Can You Control a Model Train From Your Phone? Hornby's HM7000, Explained
You can drive a locomotive from your phone now, with no command station wired to the track. Here's how Hornby's HM7000 Bluetooth decoders actually work, and where the approach runs out of road.
You can drive a locomotive from your phone now, with no command station, no boxed controller, and nothing wired to the track beyond power. That’s the part of Hornby’s HM7000 range worth a beginner’s attention, because it changes the sums on getting started in DCC.
The HM7000 is a decoder. It fits inside the loco the same way any decoder does, plugging into the socket or hardwired where there isn’t one. What makes it different is that as well as reading a standard DCC signal off the rails, it carries a Bluetooth radio and talks to a free app on your phone or tablet.

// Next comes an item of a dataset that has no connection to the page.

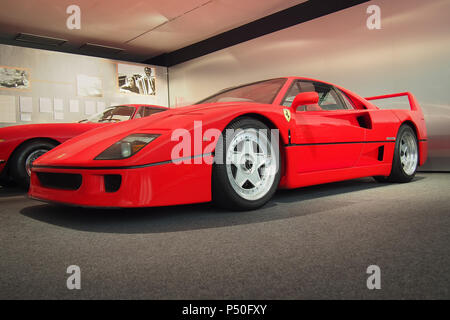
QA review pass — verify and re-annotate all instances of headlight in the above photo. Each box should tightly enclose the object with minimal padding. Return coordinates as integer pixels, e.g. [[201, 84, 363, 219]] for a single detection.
[[95, 133, 160, 160]]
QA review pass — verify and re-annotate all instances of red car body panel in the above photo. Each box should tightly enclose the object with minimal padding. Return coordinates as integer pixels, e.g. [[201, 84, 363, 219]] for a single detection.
[[0, 104, 167, 178], [29, 77, 427, 207]]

Two ways to run it, and one of them skips the command station
The first way is the ordinary one. Drop an HM7000 into a loco, put it on a layout running any DCC system, and it behaves as a normal decoder. It’s compatible with the kit you already own.
The second way is the interesting one. Put track power down, open the free HM|DCC app, and drive straight from the screen. No command station at all. For someone who hasn’t yet spent £100 or more on a system, that’s a real saving on day one: a starter oval, a power supply, one HM7000 loco, and the phone in your pocket.
The app handles the rest. You set the loco’s address from the screen, and on the sound (TXS) versions you download from a library of 30-plus sound projects and play up to three at once. Whistle, brake squeal and a station announcement layered together, all tuned with a fingertip rather than a CV table.
Which one to buy comes down to the socket
The decoder has to match the socket inside your loco, the same as any decoder fit. Get this wrong and nothing plugs in. (If you’re new to that side of it, our guide to fitting your first decoder covers the connector standards.)
Most OO locos built between roughly 2000 and 2015 use the 8-pin NEM652 socket. For those, the HM7000-8TXS sound decoder (R7336) sits around £52 to £65 depending on the day.
Newer Bachmann, Hornby and Dapol models from about 2015 onwards tend to be 21-pin, which wants the HM7000-21TXS. N gauge and small tank engines use the tiny Next18 socket and take the HM7000-N18TXS.
If you don’t want sound and just want app control, the non-sound HM7000-8 and HM7000-6 come in cheaper, around £38 to £42.

A decoder sits in the loco like any other. The HM7000 difference is that it talks Bluetooth to the app as well as reading DCC off the rails.
Where it runs out of road
Bluetooth is short-range, and the range is tied to the phone in your hand. On a 4x2 oval it’s fine. Stand at the far end of a garage layout and you’ll feel the signal getting tired. Driving two or three locos at once from a single phone screen is also fiddlier than a physical controller with a knob per loco, which is the bit people rarely mention in the launch photos.
On my own spare-room layout I run an ESU ECoS, and I’m not about to pull it out for a tablet. But for a first oval, or for putting sound into one loco without committing to a full system, the HM7000 is the cheapest honest way into digital control I’ve come across.